India Industry Calls for Two-Month Ban on Diamond Imports
In response to challenging conditions affecting the natural diamond pipeline, Indian industry associations have called on members to not import any rough for the next two months.
The voluntary moratorium will start on Oct. 15 and run through Dec. 15. The groups plan to assess the situation on Dec. 1.
Vipul Shah, chairman of the Gem & Jewellery Export Promotion Council (GJEPC), India’s umbrella group for the industry, says the action is intended to clear out the current oversupply of rough and polished gems.
“This was a unanimous decision from all the stakeholders in India,” he says. “We have to do what is right for the entire industry. We are seeing falling prices in both rough and polished. We feel if we collectively take action and stop prices from falling, that will boost confidence in the entire industry.”
He notes that India has had voluntary bans on imports four times in the past—most recently in 2020, during the COVID-19 pandemic—and each time the industry has acted collectively and stabilized the market.
A letter signed by the heads of the major trade associations said demand for diamonds has been “materially affected” in both the United States and China, after hitting all-time highs in 2021 and 2022.
India’s diamond exports dropped 25% for the January-to-August period compared with 2022, and the year-over-year decrease is projected to stay at that level for September, according to the letter. It also said that Indian factories should continue to cut and polish gems, but urged them to do so only from existing stocks.
It also called on producers to cut back their allocations.
“Mining companies are regularly selling the rough diamonds that are being mined—irrespective of the state of demand in the midstream,” the letter said. “We have already reached out to all the major diamond mining companies, sharing with them the current short-term challenges that are faced by the midstream, and requesting them to support the industry with a prudent and responsible approach in their offerings.”
Last week, Russian diamond miner Alrosa announced that it was suspending its next two rough diamond sales. De Beers spokesman David Johnson said that it “will continue to hold sights and will take a responsible approach to rough diamond sales, supplying to demand and providing sightholders with supply flexibility.”
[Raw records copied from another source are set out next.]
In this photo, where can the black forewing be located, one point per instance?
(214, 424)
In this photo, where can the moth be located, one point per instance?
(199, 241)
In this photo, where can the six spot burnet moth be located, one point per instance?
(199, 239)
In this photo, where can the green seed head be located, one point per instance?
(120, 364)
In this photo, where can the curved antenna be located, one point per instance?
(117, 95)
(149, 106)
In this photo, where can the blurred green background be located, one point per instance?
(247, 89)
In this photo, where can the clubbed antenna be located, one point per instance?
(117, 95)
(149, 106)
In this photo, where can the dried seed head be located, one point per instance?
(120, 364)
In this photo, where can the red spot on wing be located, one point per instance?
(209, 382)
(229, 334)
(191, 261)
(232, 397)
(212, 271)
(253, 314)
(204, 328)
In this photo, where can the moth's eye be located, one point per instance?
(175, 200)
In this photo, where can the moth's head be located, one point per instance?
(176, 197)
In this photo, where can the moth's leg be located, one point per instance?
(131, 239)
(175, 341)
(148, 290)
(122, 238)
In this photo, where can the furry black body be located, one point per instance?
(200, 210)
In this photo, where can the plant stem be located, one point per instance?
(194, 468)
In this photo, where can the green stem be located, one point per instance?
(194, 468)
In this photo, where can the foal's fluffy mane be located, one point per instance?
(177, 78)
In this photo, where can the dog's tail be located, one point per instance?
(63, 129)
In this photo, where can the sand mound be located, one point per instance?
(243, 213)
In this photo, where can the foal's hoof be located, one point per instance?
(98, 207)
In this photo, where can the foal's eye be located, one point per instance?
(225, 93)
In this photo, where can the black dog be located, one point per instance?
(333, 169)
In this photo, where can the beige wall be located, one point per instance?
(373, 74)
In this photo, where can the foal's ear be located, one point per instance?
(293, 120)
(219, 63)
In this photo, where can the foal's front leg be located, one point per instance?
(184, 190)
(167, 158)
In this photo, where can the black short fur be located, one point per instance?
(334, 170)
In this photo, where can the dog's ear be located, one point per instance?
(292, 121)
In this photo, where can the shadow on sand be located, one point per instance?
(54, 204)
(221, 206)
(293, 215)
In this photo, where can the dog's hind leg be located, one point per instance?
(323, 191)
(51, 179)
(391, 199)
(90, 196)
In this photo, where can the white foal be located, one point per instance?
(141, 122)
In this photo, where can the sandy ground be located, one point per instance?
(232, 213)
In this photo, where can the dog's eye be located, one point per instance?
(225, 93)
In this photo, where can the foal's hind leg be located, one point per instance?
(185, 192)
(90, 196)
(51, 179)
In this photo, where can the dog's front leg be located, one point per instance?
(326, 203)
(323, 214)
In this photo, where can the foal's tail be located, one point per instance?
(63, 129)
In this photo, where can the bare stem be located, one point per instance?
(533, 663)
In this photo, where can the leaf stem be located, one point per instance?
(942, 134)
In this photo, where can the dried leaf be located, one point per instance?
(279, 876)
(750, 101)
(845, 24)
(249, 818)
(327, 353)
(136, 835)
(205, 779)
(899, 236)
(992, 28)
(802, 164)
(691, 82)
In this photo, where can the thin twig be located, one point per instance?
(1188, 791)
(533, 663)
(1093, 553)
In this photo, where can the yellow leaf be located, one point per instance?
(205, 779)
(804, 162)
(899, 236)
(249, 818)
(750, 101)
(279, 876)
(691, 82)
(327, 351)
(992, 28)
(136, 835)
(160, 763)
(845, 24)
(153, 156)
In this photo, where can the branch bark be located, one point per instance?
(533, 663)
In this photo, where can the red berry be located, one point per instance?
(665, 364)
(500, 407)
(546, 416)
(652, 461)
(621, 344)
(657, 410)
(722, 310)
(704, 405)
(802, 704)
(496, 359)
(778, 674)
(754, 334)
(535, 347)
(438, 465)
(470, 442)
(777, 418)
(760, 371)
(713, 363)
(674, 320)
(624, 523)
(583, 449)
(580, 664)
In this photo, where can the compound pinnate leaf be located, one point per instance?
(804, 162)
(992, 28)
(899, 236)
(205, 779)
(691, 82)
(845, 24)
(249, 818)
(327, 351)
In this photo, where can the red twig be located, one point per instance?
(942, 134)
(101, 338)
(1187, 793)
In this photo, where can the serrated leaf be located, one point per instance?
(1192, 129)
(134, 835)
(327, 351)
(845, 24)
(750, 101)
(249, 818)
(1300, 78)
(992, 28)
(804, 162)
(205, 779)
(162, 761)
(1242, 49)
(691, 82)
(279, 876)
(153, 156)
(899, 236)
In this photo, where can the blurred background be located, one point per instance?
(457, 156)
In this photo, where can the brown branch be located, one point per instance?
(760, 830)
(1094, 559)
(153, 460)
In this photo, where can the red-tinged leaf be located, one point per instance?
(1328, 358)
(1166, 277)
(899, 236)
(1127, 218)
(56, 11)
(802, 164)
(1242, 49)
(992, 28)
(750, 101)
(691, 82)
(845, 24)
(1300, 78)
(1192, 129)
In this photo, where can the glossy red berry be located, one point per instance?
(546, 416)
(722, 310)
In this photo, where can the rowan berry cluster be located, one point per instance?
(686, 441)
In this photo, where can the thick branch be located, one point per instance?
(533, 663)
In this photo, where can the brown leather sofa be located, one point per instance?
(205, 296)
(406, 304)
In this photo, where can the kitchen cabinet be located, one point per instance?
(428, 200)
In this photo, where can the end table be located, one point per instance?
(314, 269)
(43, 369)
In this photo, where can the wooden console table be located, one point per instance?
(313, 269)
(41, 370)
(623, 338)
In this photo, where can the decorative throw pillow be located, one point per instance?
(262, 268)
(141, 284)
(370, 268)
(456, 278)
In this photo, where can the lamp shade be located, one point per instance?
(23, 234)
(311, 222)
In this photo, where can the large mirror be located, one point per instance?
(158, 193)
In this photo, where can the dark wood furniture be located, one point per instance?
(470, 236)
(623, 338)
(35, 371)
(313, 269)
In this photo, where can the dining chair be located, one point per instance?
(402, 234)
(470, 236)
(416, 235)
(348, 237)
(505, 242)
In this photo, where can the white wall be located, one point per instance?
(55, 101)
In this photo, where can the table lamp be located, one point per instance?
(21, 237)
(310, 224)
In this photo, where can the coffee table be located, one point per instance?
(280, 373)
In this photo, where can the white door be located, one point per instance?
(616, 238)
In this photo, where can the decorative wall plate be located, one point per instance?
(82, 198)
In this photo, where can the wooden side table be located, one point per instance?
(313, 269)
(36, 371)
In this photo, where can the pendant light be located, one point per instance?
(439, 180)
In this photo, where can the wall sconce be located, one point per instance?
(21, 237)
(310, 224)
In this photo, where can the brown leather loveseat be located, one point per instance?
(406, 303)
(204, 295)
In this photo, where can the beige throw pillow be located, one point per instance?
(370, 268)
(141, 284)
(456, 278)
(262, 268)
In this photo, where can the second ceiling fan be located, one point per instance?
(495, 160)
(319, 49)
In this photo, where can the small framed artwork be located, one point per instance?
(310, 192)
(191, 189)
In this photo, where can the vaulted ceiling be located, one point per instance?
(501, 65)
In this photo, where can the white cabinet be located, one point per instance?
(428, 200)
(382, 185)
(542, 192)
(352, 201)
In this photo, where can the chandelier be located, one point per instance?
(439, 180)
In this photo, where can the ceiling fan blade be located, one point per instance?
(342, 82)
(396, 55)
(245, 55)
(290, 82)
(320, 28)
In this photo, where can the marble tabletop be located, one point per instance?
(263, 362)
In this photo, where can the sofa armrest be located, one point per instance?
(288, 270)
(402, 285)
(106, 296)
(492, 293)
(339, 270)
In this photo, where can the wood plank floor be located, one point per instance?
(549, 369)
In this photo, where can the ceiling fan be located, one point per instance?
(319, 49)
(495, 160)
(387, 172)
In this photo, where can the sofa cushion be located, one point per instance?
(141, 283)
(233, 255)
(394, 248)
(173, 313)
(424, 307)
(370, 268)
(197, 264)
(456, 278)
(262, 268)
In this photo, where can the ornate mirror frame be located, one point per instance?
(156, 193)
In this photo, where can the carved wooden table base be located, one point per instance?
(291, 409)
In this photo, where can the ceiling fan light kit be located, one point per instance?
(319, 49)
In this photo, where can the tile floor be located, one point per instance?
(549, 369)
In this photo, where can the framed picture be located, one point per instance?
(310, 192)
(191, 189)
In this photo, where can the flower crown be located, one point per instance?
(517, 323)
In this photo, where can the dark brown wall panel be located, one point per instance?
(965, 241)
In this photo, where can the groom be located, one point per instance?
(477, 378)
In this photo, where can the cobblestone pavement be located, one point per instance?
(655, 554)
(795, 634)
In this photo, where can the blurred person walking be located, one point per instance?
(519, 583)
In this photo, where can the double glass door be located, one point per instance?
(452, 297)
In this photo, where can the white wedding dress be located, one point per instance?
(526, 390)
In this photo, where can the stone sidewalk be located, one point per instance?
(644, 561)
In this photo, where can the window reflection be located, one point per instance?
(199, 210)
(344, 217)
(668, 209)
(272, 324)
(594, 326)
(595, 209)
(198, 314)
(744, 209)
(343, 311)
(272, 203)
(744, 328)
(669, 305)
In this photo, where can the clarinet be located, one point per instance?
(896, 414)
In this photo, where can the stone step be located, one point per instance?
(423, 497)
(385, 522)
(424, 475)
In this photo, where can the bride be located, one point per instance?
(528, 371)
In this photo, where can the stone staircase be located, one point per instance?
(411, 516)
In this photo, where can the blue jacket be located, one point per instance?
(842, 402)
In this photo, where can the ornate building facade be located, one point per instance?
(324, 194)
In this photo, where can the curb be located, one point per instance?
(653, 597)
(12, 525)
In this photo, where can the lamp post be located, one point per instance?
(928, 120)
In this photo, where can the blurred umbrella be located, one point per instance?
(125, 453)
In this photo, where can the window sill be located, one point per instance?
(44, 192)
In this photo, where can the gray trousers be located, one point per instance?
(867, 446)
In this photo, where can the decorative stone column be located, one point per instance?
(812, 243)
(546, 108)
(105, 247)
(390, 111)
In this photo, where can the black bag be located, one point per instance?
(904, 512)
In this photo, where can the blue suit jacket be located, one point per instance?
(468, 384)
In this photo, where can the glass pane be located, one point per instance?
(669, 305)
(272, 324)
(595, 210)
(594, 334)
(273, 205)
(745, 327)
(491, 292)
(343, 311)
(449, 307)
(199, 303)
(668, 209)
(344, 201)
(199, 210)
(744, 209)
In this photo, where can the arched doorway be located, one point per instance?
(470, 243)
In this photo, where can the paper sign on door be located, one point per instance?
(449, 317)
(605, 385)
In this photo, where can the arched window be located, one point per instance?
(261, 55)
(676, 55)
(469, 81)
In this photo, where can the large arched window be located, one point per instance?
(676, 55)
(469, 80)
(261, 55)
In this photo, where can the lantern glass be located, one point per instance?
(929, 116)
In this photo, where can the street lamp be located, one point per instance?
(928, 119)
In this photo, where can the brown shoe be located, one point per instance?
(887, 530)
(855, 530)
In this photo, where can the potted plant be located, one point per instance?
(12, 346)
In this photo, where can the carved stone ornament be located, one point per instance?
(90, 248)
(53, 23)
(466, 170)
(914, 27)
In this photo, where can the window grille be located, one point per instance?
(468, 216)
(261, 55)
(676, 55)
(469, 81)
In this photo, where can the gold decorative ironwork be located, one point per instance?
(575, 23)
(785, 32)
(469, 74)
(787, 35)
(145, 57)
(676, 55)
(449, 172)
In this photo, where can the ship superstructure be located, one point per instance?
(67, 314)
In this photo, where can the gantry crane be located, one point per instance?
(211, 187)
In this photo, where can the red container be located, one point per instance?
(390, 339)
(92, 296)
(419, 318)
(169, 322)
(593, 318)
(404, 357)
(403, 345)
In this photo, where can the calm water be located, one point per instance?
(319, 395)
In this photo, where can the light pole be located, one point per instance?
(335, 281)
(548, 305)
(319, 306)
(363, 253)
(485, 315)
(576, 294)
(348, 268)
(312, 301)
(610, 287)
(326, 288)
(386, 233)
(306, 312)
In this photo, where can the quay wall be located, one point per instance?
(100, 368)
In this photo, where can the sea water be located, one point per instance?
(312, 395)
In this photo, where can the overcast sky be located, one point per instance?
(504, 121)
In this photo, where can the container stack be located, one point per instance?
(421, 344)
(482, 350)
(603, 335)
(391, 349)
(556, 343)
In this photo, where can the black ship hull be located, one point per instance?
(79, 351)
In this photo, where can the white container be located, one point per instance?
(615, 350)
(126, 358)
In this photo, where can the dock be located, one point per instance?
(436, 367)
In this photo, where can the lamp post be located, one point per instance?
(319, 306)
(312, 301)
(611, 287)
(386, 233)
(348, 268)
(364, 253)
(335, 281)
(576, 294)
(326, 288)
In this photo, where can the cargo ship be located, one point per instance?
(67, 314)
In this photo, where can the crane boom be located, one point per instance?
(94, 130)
On LinkedIn, industry analyst Edahn Golan said the proposed ban might put Indian sightholders in a tough spot. “One option is manufacture in Botswana or other locations,” Golan wrote. “However, that will defeat the purpose of this exercise.”
The India letter was signed by the heads of the GJEPC, the Bharat Diamond Bourse, the Mumbai Diamond Merchants Association, the Surat Diamond Bourse, and the Surat Diamond Association.